The necessary number of cooling fins results from

$n_{F} = \frac{A_{req}-A}{A_F} \approx 50$

These cooling fins can be distributed anywhere on the side walls of the device. Compact on one page it could look like this, for example:

The heat dissipation to the outside would thus be solved. But is that enough?

### Checking the internal temperature

In order to reach a surface temperature of 40° C, the heat has to overcome the thermal resistance of the outer wall. To do this, the inside temperature must be higher than the outside temperature. It is a heat transfer through a flat wall, which can be calculated according to the following equation.

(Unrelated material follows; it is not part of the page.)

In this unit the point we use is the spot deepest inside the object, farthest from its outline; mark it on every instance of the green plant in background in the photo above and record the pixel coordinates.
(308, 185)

$P_{total} = k \cdot A \cdot \left( T_i - T_o \right)$

Ti is the inside temperature, To the outside temperature. The term kA is calculated from the sum of the individual resistances; here it must again be taken into account that the heat transfer coefficients can assume minimum and maximum values.

$\frac{1}{k \cdot A} = \frac{1}{\alpha_i A} + \frac{\delta}{\lambda A} + \frac{1}{\alpha_o A}$

The thermal conductivity for aluminum is approx. 200 W / (mK), δ is the wall thickness of the housing wall with 5 mm. With these values, the following possible internal temperatures result, particularly depending on the heat transfer coefficient

$T_i = 79°C ... 303°C$

Whether these values are permissible depends on what is supposed to happen inside the device. In the case of electronic components, values of 65 ° C should not be exceeded, i.e. in this case active cooling, i.e. possibly a fan, would have to be used in any case. If a fan is used, the cooling fins described above could then also be dispensed with, in particular since the movement of air on the inner wall of the housing results in a more favorable heat transfer coefficient.

### Determination of the required air flow

It makes sense to also set a limit value for the temperature of the exhaust air. As an approximation to the maximum permissible surface temperature, 50° C is selected here. This means that the temperature range for the removal of heat is 20 K. With the specific heat capacity of cp = 1.001 kJ / (kgK) and a density of ρ = 1.293 kg / m3 for air (one could still look more closely here depending on the air humidity perform) the following volume flow results:

$P_{total} = \dot{V} \cdot \rho \cdot c_p \cdot \Delta T$

$\dot{V} = 0.023 \frac{m^3}{s}$

Assuming a fan diameter of 150 mm, the flow velocity is thus v = 1.3 m / s. These values are within a reasonable range, especially since it is to be expected that not all of the heat output has to be dissipated via the fan.

## Summary

This completes the rough determination of the thermal conditions. The required temperatures can be maintained if active air cooling with a fan is used.

A simulation calculation should be used for more detailed considerations.